If there was any lingering doubt about where the Jacksonville Jaguars were headed, it vanished early Sunday. By the second quarter against the Tennessee Titans, the tone was clear. This wasn’t a team hoping to survive Week 18. This was a team finishing something it started months ago, with its quarterback entirely in control.
Marissa Lawrence Underscores a Defining Stretch for Trevor Lawrence
From the opening drive, the Jaguars played like a group that knew the stakes and embraced them. Trevor Lawrence was decisive, calm, and aggressive when it mattered. The 41–7 win over the Titans wasn’t just a blowout. It was a controlled dismantling.

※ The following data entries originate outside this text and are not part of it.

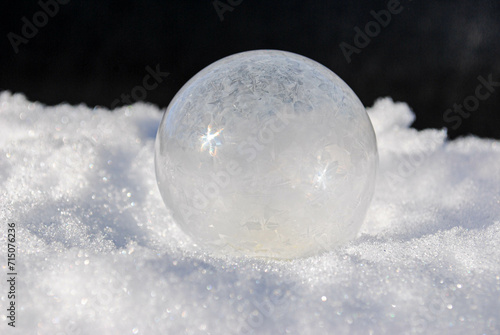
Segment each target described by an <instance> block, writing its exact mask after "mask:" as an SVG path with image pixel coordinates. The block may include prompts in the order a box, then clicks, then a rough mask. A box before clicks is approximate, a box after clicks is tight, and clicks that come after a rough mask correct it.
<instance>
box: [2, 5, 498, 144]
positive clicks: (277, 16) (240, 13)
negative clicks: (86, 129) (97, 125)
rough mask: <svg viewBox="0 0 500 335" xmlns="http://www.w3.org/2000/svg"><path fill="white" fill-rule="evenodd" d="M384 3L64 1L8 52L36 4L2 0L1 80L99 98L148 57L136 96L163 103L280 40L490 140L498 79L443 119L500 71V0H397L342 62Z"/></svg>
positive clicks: (456, 124)
mask: <svg viewBox="0 0 500 335" xmlns="http://www.w3.org/2000/svg"><path fill="white" fill-rule="evenodd" d="M42 1H43V2H44V3H45V2H51V1H55V0H42ZM61 1H63V0H61ZM64 1H68V0H64ZM221 2H222V3H225V4H230V3H233V4H235V3H238V2H240V0H221ZM387 3H388V1H367V0H359V1H343V2H340V1H292V0H286V1H285V0H276V1H271V0H243V1H241V3H240V4H239V5H236V6H231V8H232V11H226V12H224V13H223V18H224V20H222V21H221V20H220V17H219V15H218V13H217V11H216V9H215V7H214V4H213V1H212V0H198V1H195V0H175V1H154V0H144V1H132V0H119V1H118V0H117V1H113V0H85V1H83V0H81V1H78V0H72V1H69V2H68V3H67V4H64V5H63V4H61V5H59V7H60V8H59V12H58V13H57V14H56V15H54V17H49V18H48V21H47V23H46V24H45V25H44V26H41V27H40V28H39V31H38V33H36V34H35V36H34V37H32V38H28V39H27V43H25V44H21V45H19V46H18V49H19V50H18V52H17V53H16V52H15V50H14V48H13V46H12V44H11V42H10V41H9V38H8V33H10V32H12V33H14V34H17V35H19V36H21V37H22V36H23V35H22V29H23V25H24V24H25V23H24V22H23V20H22V18H23V17H26V18H27V20H28V21H30V22H33V16H34V15H36V13H37V12H39V11H41V10H42V7H41V6H40V4H39V3H38V1H24V0H23V1H20V0H2V3H1V5H0V29H1V31H0V34H1V36H0V37H1V39H0V40H1V42H0V52H1V53H0V90H9V91H11V92H20V93H23V94H26V95H27V97H28V99H30V100H37V101H40V102H42V103H45V104H48V105H55V104H59V103H61V102H69V103H70V104H79V103H82V102H83V103H85V104H87V105H89V106H95V105H101V106H106V107H109V106H110V105H111V104H112V102H113V101H114V100H115V99H116V98H120V95H121V94H122V93H128V94H130V93H131V90H132V89H133V88H134V87H135V86H137V85H142V79H143V78H144V76H145V75H146V74H147V72H146V70H145V67H146V66H150V67H152V68H155V67H156V65H157V64H159V67H160V69H161V70H162V71H166V72H169V73H170V75H169V76H168V77H167V78H166V80H164V81H163V82H162V83H161V84H160V85H159V86H158V87H157V88H156V89H155V90H152V91H149V92H148V93H147V97H146V99H145V100H146V101H149V102H151V103H154V104H156V105H158V106H160V107H166V106H167V105H168V103H169V102H170V100H171V99H172V97H173V96H174V94H175V93H176V92H177V90H179V89H180V88H181V86H182V85H183V84H184V83H185V82H186V81H187V80H188V79H189V78H190V77H191V76H193V75H194V74H196V73H197V72H198V71H200V70H201V69H202V68H204V67H205V66H207V65H209V64H210V63H212V62H214V61H216V60H218V59H220V58H222V57H224V56H228V55H230V54H233V53H237V52H241V51H246V50H253V49H281V50H287V51H292V52H295V53H299V54H302V55H304V56H307V57H309V58H312V59H314V60H316V61H318V62H320V63H322V64H323V65H325V66H327V67H328V68H330V69H331V70H332V71H334V72H335V73H337V74H338V75H339V76H340V77H341V78H342V79H344V81H346V82H347V84H348V85H349V86H351V88H352V89H353V90H354V91H355V92H356V94H357V95H358V96H359V97H360V99H361V100H362V102H363V103H364V104H365V106H371V105H372V104H373V102H374V101H375V100H376V98H378V97H383V96H391V97H392V98H393V99H394V100H397V101H404V102H407V103H408V104H409V105H410V107H411V108H412V109H413V110H414V112H415V113H416V115H417V120H416V122H415V123H414V127H416V128H418V129H422V128H428V127H432V128H443V127H448V129H449V131H448V133H449V136H450V137H451V138H454V137H457V136H463V135H467V134H475V135H478V136H482V137H491V138H500V113H499V110H498V109H499V108H498V107H499V106H500V87H498V88H497V89H495V92H494V93H493V94H492V95H491V97H489V98H488V99H486V100H485V101H481V102H480V105H479V108H478V109H477V110H476V111H474V112H472V113H471V116H470V117H469V118H467V119H464V120H463V123H462V124H461V125H459V126H457V124H456V123H450V122H448V123H447V122H445V120H444V119H443V113H444V112H445V110H447V109H448V108H451V107H452V106H453V104H454V103H460V104H461V103H462V102H463V101H464V99H465V98H466V97H468V96H470V95H474V92H475V89H476V87H477V86H478V85H479V81H478V79H477V77H478V76H479V75H481V76H483V77H484V78H488V75H490V74H491V75H493V79H494V80H495V81H500V58H499V56H500V1H497V0H484V1H473V0H464V1H452V0H448V1H428V0H426V1H424V0H413V1H412V0H401V1H400V3H401V6H402V8H403V10H402V11H401V13H399V14H397V15H393V16H392V18H391V21H390V23H389V25H388V26H387V27H385V28H382V30H381V32H380V34H379V35H378V36H375V37H373V38H372V39H371V41H370V43H369V44H368V45H367V46H366V47H365V48H363V49H362V50H361V52H360V53H359V54H353V55H352V62H350V63H348V62H347V61H346V59H345V57H344V55H343V53H342V50H341V49H340V47H339V44H340V43H341V42H346V43H349V44H351V45H354V42H353V39H354V35H355V31H354V27H355V26H358V27H360V28H361V29H364V27H365V25H366V24H367V23H368V22H369V21H372V20H374V19H373V17H372V16H371V14H370V11H372V10H375V11H380V10H382V9H386V8H387ZM120 105H121V104H120ZM452 126H456V129H453V128H452Z"/></svg>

Lawrence accounted for 255 total yards and three touchdowns, but the numbers only tell part of the story. His rhythm stood out above all else. Quick reads. Confident throws. No hesitation. That poise pushed his season total to 38 touchdowns, the most ever in a single season in franchise history, breaking the previous mark held by Blake Bortles.

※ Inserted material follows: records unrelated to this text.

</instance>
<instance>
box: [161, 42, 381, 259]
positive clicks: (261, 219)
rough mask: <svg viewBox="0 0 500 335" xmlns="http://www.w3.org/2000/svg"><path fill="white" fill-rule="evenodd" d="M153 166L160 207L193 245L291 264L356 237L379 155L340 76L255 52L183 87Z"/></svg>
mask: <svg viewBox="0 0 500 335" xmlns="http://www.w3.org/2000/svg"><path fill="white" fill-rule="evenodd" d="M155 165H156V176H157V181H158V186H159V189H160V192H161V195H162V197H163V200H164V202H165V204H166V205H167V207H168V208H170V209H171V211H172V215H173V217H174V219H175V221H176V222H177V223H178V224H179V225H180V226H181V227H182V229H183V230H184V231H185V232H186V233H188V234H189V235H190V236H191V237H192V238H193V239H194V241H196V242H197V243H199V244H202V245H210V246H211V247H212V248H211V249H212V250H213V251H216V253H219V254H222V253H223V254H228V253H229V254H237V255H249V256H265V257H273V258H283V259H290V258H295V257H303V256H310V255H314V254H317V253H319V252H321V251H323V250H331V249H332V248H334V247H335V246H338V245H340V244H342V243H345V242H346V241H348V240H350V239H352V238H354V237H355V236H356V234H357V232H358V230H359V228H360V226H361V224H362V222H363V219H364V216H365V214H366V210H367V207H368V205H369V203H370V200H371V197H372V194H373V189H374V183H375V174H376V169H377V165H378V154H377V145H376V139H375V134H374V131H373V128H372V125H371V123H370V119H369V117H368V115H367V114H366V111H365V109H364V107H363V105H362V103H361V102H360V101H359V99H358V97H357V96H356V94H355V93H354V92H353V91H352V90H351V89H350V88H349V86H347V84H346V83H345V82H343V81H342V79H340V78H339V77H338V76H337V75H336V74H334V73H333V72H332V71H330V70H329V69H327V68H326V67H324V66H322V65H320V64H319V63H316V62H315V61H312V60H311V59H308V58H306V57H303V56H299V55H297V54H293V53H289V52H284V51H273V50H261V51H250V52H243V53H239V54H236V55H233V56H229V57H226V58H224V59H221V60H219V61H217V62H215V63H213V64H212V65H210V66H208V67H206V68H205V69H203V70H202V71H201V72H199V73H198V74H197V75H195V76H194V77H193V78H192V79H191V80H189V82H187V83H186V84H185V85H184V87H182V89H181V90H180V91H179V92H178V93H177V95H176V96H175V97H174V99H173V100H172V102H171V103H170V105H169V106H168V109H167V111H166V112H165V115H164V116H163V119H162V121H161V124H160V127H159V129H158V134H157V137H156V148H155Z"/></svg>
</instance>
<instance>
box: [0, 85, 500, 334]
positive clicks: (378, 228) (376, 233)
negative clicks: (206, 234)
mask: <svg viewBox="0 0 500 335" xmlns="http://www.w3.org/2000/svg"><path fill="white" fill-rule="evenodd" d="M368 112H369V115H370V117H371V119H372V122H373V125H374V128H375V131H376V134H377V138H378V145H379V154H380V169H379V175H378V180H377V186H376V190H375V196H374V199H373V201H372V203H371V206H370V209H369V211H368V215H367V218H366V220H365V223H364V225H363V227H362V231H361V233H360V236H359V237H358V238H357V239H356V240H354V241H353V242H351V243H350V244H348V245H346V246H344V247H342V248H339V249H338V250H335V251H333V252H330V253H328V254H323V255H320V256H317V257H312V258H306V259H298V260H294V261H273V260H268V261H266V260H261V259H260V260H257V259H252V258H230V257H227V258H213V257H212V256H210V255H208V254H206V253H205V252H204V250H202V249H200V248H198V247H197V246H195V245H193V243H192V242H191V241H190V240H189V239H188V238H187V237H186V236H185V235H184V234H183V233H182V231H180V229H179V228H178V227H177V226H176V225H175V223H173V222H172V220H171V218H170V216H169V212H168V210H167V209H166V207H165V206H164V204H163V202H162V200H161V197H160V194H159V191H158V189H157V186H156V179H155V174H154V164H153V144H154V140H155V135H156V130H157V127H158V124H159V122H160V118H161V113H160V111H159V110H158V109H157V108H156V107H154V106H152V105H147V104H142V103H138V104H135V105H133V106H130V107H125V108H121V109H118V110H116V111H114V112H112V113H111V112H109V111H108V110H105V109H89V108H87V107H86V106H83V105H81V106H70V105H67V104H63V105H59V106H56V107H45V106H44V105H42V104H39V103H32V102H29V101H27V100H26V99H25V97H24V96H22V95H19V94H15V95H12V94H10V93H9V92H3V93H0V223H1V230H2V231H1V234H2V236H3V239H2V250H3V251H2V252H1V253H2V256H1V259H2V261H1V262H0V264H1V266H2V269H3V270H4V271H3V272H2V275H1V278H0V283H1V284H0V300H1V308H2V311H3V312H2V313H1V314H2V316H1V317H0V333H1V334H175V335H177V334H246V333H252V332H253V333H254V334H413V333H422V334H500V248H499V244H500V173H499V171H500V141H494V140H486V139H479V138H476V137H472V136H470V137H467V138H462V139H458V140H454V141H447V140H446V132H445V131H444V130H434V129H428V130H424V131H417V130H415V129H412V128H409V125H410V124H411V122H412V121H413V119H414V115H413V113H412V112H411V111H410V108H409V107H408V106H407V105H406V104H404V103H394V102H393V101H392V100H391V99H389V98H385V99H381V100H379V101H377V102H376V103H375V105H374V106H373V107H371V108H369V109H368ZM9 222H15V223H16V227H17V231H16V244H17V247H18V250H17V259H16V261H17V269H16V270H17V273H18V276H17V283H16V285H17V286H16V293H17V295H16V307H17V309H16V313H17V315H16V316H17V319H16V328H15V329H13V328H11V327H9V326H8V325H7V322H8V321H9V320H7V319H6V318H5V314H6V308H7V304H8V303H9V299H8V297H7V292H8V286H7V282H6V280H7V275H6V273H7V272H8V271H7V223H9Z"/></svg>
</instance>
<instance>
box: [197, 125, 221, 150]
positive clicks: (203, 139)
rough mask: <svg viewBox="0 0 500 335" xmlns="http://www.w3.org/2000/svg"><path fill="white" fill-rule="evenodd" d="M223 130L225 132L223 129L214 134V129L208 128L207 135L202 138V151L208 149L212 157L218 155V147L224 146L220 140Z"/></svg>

After the game, the Jaguars shared a celebratory post on Instagram highlighting the milestone. It didn’t take long for Marissa Lawrence to reshare it. Her message was short and telling. “So proud of you,” she wrote.

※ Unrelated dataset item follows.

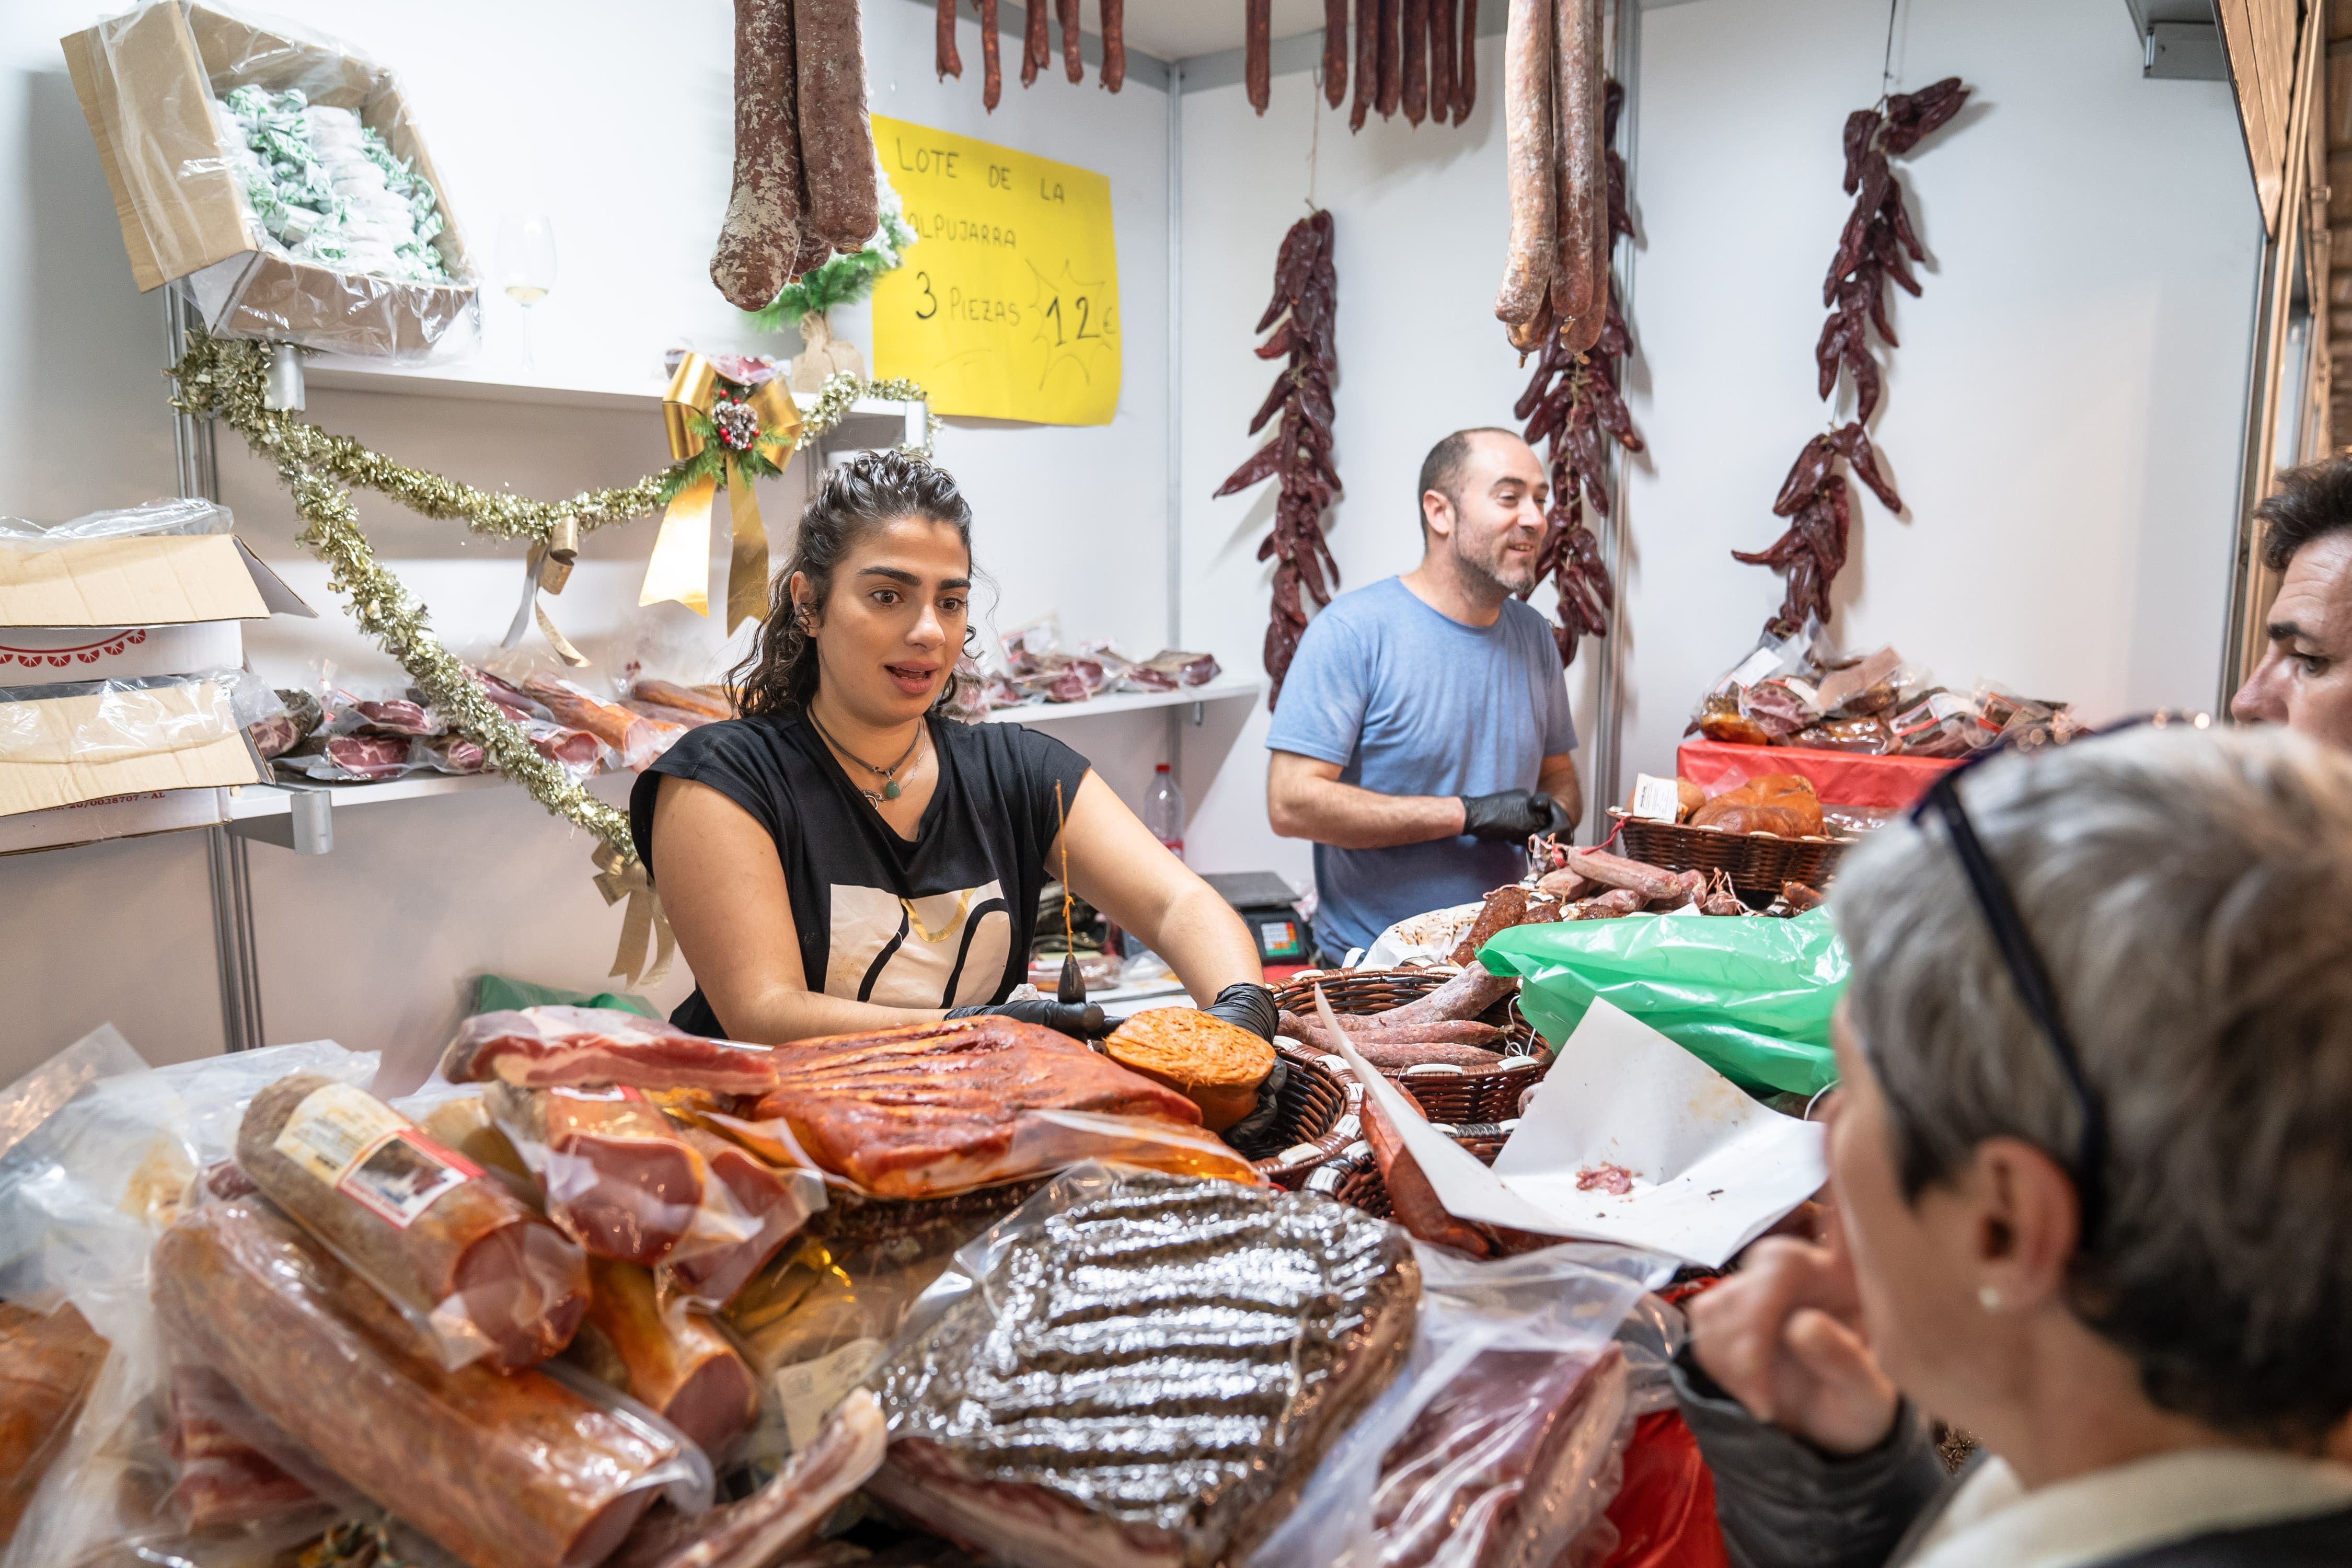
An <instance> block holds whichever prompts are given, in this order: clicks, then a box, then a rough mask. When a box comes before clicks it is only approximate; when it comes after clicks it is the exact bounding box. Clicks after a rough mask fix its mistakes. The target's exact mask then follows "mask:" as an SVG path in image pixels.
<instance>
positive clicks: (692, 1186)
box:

That reaction captured the tone of Lawrence’s season. Not flashy for the sake of it. Not forced. Just steady growth, week after week. He also crossed the 4,000-yard passing mark after Week 18 and helped the Jaguars lock up its 13th win and the AFC South title. The reward is a postseason matchup against the Buffalo Bills, a test that will quickly measure how real this momentum is.
Advanced metrics help explain how the Jaguars arrived at this point. According to PFSN’s QB Impact metric, Lawrence finished with an Impact Score of 77.6, earning a C+ grade and ranking 16th for the season.
He started all 17 games and completed 341 of 560 passes for a 60.9 percent completion rate. This wasn’t a season built on highlight efficiency. It was built on the principles of availability, trust, and volume. Lawrence stayed upright, took responsibility, and let the offense function without panic.
Off the field, the spotlight followed him as well. A premium jewelry company unveiled a custom, hand-set diamond grill designed for Lawrence, which Marissa shared with a playful caption. “Steezy Trev fr,” she wrote.
The balance matters. The same week Lawrence was breaking records, the family celebrated their daughter Shae’s first birthday, a reminder that the quarterback’s calm demeanor doesn’t disappear when the cameras turn off.
Looking ahead, the biggest question isn’t whether Lawrence can produce. It’s whether this version of the Jaguars can carry its composure into January against elite competition. The Bills will pressure him differently. They’ll close windows faster. One thing to watch is how Lawrence responds when the first drive stalls or a pass is intercepted.
Still, this season has already changed the conversation. Lawrence isn’t chasing potential anymore. He’s delivering results. If this level of control carries into the playoffs, the Jaguars won’t just be a division winner. It’ll be a problem.